Only now did Master Caro notice a small, barely an inch high plant – a slender shoot with a couple of leaves on the tip.
“C’mon my little cutie, let me transplant you to your brothers. Someone can step on you, without knowing your true beauty. And there, in the flowerbed, you might meet your parents,” the elf continued cooing, and Caro sat down next to him on the stone path as he was in his dressing-gown. “Look, even the Master came to ask you, don’t be so stubborn.”

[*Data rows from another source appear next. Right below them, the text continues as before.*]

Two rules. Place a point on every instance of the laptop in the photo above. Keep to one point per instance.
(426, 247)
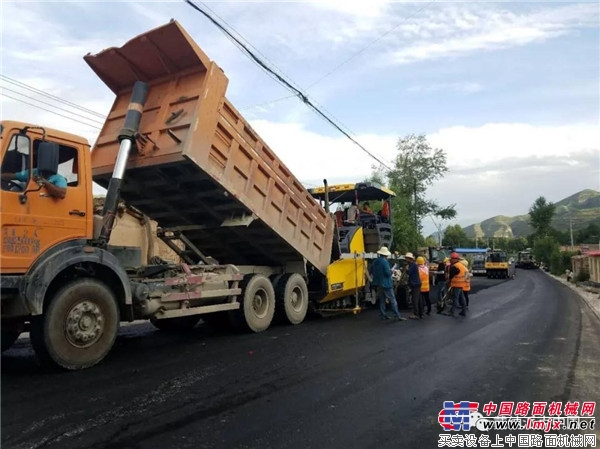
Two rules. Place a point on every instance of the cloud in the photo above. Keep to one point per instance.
(464, 30)
(447, 87)
(469, 147)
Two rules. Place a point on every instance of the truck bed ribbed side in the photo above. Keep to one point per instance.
(199, 164)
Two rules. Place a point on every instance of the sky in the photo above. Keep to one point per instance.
(509, 90)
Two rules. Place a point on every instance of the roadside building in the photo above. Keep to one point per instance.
(594, 266)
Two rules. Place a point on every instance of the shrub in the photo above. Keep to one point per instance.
(582, 276)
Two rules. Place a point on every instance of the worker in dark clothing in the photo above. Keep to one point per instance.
(440, 279)
(414, 284)
(381, 278)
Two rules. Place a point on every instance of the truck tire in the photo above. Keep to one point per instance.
(78, 327)
(291, 295)
(179, 324)
(9, 337)
(258, 303)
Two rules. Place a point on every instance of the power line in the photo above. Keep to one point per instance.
(52, 112)
(303, 97)
(51, 105)
(241, 37)
(53, 97)
(370, 44)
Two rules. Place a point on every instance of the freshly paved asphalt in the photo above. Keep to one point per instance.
(341, 382)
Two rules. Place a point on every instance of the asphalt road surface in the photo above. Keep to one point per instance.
(342, 382)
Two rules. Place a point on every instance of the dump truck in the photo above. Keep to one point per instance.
(496, 264)
(526, 260)
(251, 243)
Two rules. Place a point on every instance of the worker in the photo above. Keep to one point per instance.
(54, 183)
(467, 287)
(339, 216)
(352, 214)
(440, 278)
(381, 276)
(385, 211)
(456, 276)
(424, 276)
(414, 285)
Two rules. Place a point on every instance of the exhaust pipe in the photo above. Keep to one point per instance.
(127, 140)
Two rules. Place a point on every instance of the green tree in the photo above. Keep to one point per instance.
(454, 236)
(540, 216)
(589, 234)
(547, 250)
(431, 241)
(416, 167)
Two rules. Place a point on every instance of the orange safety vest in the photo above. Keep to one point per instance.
(424, 276)
(459, 279)
(385, 209)
(467, 286)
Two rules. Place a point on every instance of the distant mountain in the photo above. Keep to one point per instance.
(584, 209)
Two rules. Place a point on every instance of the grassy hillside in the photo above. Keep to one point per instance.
(584, 209)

“How did it even get here?”
“Looks like the seed was blown away by the wind, so it hatched where it fell.”
“Through the stones? And pretty far from the water,” Celtiel wondered.
“It’s not that far. The soil is moist enough. And the stones are not a hindrance to any plant, especially to young shoots. After all, they have to make their way through the soil and sand to the surface, so Nature has endowed them with strong rudiments of the first leaves, therefore, either way, will come out without asking permission from anyone,” Arnel commented with a smile.
And the sprout, nevertheless yielding to persuasion, began to slowly get out. Bit by bit, millimeter by millimeter, so as not to damage the young root, and was carefully picked up by the magician.
Celtiel also got up, dusted himself off, and, nodding to the young elf, went to the workshop. Sitting on a high stool, he stared at the blank canvas for a while, then, closing his eyes, stretched out his arms and let his imagination go.